Joe Elliott - June 2000 Interview Quotes
"When it comes to us doing things, people might have listened to it and thought, "How the hell are they going to do that live?" You do alternatives when you play. The song "Hysteria" has eleven guitar parts. What we did is made a hybrid of them into two - the ones that people could really hear and the ones that aren't that important to hear live."
"Also, what we did do, which is the best thing we ever did, was that we would s*** our pants when we heard these finished mixes and we would go, "Holy f***, this is going to be hard." And we'd have to rehearse twice as hard. It made us a better band, unto the point where - I could pull out a dozen reviews that said, "Def Leppard, whose backing vocals are so obviously on tape..."
"No they weren't. We have never used tape. Never, ever. The only thing that we've ever used that you could deem "not real" are drum loops, because Rick basically, with one arm, I think more so than anybody else has got an excuse to use them. Any drummer you see who has headphones on is playing to drum loops."
Rick Savage - August 2017 Interview Quotes
"This has a lot of meaning personally, because all the verse guitars and intro I actually played on Phil’s mirror-plated guitar going through a whole nation of different effects."
"There was a box called the Rockbox, and it was very similar to the Rockman in that it was this tiny little thing you plugged in. But it had such great compression when you kicked it in!"
"It’s not unusual for me to come up with guitar parts, but more often than not I let the proper guitar players record it on the album. For some reason, it just didn’t quite have the feel that me and Mutt wanted when Phil or Steve played it. So in the end, Mutt said, ‘Sav, it’s your riff… you just play it!’ and I did, even though I’m the bloody bass player."
"So it’s a song that’s very close to my heart, it’s one of my babies. Phil came up with the bridge idea, which then went into this separate thing that Steve had come up with and all of sudden, we found we had a song. We just glued three sections together and I think it was Rick [Allen, drums] that came up with the title."
Phil Collen - July 2012 Interview Quotes
"An epic song, that one. We put so much into it. Rick Savage had this idea on guitar, and I literally sang the first verse over the top of it. I said, ‘Oh, I’ve got this bit – I gotta know tonight…’ We took it to Steve, Joe and Mutt, and they added their parts."
"Rick Allen had suggested that we called the album Hysteria, so we decided to call the song the same thing. Once we had the basis for it, it was just a matter of getting all the parts down."
"On the ‘gotta know tonight’ part, we recorded every guitar string separately so that there would be no arpeggiating. Mutt said, ‘I don’t want a keyboard doing it, I want it on guitar.’ It had to sound non-arpeggiated. Because even if you hit a power chord, there’s a certain amount of arpeggiation. But if you hit every note separately, it sounds totally different. It’s a brilliant sound."
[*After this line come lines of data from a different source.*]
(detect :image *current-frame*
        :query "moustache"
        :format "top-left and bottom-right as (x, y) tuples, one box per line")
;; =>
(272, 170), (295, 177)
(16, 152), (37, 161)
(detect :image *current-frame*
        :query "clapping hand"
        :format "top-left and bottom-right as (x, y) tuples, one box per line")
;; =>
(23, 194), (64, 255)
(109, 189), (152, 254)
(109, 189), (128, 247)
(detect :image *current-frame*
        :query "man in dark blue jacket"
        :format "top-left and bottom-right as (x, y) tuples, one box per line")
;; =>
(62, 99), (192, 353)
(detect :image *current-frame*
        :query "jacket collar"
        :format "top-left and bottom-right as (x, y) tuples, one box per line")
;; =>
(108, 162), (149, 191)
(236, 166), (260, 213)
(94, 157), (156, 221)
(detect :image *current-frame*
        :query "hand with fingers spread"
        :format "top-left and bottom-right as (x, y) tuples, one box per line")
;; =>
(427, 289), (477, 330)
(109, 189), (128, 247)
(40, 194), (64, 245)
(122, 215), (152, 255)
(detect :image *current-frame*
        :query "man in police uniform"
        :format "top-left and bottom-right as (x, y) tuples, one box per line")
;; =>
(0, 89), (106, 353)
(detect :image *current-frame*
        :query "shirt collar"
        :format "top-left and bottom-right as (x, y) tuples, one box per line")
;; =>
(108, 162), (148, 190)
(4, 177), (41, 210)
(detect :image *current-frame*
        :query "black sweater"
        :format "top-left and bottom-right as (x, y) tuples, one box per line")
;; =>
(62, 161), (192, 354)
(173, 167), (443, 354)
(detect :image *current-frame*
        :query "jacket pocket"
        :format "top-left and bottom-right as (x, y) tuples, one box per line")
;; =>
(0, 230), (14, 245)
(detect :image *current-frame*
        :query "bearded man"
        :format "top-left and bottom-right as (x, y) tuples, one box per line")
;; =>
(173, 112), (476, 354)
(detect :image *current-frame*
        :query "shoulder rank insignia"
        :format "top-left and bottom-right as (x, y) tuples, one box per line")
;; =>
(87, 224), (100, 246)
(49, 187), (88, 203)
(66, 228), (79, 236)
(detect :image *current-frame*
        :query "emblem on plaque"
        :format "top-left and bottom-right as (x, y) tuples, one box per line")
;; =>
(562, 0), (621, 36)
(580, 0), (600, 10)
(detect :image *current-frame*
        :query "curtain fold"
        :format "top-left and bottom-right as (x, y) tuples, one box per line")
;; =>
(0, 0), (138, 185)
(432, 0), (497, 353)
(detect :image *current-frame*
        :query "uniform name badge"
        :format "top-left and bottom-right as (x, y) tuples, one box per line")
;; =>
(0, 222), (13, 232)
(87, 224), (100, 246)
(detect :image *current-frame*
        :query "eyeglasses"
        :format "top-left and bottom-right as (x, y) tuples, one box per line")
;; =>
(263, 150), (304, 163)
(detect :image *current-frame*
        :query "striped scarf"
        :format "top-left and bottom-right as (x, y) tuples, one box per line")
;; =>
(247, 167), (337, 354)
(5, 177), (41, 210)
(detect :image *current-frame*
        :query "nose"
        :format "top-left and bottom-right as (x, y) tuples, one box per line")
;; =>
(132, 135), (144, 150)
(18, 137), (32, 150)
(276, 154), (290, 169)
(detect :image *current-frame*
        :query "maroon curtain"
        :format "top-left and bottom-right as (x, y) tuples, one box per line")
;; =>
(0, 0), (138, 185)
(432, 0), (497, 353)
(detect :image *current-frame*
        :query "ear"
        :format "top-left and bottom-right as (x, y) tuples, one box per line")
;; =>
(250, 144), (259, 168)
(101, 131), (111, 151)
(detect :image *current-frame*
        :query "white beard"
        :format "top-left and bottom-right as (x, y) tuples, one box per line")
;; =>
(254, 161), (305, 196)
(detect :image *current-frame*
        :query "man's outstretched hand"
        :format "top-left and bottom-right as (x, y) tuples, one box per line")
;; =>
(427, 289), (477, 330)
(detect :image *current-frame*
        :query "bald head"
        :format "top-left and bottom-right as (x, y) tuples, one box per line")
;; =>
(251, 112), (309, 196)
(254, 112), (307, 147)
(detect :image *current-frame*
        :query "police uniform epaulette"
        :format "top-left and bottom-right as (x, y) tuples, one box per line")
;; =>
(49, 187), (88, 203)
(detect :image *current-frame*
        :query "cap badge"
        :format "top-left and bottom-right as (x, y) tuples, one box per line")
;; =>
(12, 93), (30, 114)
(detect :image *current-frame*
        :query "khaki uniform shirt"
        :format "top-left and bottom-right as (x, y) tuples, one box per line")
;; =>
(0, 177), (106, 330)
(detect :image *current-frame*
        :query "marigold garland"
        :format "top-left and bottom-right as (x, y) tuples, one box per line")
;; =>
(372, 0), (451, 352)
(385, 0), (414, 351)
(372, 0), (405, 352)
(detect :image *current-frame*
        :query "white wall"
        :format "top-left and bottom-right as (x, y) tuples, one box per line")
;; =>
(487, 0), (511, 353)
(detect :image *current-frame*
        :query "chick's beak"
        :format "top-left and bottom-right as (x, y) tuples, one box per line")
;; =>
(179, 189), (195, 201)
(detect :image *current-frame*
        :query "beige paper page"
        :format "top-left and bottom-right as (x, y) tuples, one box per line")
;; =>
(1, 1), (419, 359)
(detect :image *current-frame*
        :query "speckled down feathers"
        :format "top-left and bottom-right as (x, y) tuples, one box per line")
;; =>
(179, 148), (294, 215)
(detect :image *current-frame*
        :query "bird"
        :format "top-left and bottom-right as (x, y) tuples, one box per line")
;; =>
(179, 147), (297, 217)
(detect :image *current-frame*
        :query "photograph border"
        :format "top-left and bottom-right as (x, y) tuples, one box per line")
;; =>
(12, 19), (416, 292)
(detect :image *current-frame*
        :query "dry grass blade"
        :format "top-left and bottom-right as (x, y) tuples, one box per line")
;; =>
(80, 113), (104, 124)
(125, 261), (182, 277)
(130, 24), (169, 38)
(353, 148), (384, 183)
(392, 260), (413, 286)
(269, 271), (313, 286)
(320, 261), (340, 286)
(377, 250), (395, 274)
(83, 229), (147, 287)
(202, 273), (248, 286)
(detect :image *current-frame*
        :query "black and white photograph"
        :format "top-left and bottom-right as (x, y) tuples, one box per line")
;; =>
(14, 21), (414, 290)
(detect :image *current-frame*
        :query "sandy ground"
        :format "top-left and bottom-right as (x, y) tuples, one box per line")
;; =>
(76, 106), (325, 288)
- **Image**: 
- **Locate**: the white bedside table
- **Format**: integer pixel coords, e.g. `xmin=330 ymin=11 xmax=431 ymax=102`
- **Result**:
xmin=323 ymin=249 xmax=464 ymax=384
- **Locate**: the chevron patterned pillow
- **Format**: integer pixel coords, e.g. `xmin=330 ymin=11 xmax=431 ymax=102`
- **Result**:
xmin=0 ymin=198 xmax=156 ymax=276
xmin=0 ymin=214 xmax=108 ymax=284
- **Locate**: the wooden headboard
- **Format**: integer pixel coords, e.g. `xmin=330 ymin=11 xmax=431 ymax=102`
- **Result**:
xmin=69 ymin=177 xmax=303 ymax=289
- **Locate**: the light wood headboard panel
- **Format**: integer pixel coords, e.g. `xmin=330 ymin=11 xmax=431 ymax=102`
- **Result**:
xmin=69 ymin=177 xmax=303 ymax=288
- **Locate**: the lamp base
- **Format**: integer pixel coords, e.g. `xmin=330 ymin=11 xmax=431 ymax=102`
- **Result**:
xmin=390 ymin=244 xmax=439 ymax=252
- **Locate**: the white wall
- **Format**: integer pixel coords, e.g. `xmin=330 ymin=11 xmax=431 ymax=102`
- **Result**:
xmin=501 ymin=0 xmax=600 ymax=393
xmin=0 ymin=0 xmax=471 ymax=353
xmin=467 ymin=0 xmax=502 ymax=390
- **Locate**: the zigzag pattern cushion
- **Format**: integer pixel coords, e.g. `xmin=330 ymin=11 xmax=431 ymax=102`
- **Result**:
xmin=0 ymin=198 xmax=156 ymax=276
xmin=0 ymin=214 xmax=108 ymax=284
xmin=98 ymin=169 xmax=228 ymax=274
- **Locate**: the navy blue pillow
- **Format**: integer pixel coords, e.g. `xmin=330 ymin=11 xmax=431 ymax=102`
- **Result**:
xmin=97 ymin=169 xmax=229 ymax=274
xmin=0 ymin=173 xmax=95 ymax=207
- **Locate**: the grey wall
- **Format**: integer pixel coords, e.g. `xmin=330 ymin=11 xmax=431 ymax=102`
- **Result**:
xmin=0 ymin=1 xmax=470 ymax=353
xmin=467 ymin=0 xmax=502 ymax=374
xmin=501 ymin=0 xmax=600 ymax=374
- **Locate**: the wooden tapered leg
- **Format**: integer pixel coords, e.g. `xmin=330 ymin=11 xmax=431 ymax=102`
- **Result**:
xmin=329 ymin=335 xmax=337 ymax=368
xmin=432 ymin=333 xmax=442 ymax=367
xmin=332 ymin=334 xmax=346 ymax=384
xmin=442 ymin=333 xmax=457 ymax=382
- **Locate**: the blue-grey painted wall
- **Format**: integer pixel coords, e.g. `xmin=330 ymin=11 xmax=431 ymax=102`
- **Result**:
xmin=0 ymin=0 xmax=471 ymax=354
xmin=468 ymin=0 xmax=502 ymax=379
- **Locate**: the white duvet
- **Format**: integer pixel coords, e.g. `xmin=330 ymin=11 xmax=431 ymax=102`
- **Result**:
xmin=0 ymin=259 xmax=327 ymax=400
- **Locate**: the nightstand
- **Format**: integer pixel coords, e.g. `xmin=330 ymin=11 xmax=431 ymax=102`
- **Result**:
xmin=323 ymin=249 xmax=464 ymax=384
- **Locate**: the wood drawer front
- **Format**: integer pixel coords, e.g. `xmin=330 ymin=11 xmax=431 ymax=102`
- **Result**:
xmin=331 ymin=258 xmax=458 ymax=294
"Steve and I played the solo live together in the studio. We did the same notes, but our vibrato techniques were quite different. We both went through Rockmans. I was playing a Strat, and Steve played a Les Paul."
Phil Collen - March 2016 Interview Quote
"The song really is about finding spiritual enlightenment. Not many people know that because it sounds like just getting hysterical, but it's actually about that. It's about finding this deeper thing, whether you believe it or not."
1995 - Vault Liner Note Quotes
"Me 'n' Phil wrote the verse and bridge one afternoon and auditioned it that night around the fire for some friends. Got a surprising thumbs up!."
Rick Savage - November 2018 Video Interview Quotes
"Another track I'd like to talk about from The Story So Far Disc 1. It's one of my all time favourites. It's Hysteria. It's one of those songs I never kinda get tired of listening to. Never ever get tired of playing. For me it's the highlight of the night when we play the song. There's just a special bond between the audience and the band. Particularly on that song. I don't really know why. It's just that we all sort of come together and...it's just one of those songs that just like the band love, the crowd love as a mutual appreciation."
Writing The Song
"And I remember coming up with the verse idea which is just this very simple jangle. When we were recoding. We were in Paris recording some of the tracks for the Hysteria album. And I just kind of played it to Phil. I played it to Joe. Joe didn't like it initially. I think I remember him saying it sounded too much like a Police song. That we shouldn't be going down there. Oh maybe OK. I played it to Phil and he went no, it's fantastic, it's brilliant. And by the way I've got this bit that'll fit onto it and Phil had this idea for the bridge. 'I gotta know tonight' and it literally just glued right on to the end of this idea that I had."
"And from then there was too much of a song to be sort of ignored. And I think pretty much soon after that Steve came up with the idea of just the chorus chords and the little guitar parts that feature within it. And by that point we got Mutt involved and you know him and Joe just basically finished the thing off. ."
"At that point in time it didn't have a title. But when Mutt and Joe came up with this Hysteria idea that's when Rick sort of went well that's what we should call the album. You know I mean it's a great album title. It's a great title. And we went yeah. So it all fell into place. the song came into being. It became sort of the album track of the album which Hysteria to me is kind of a greatest hits in its own right. But It's one of my favourite songs as I say. And it's a buzz to play every single night. It's one of the few songs where I still listen to it and go that's cool."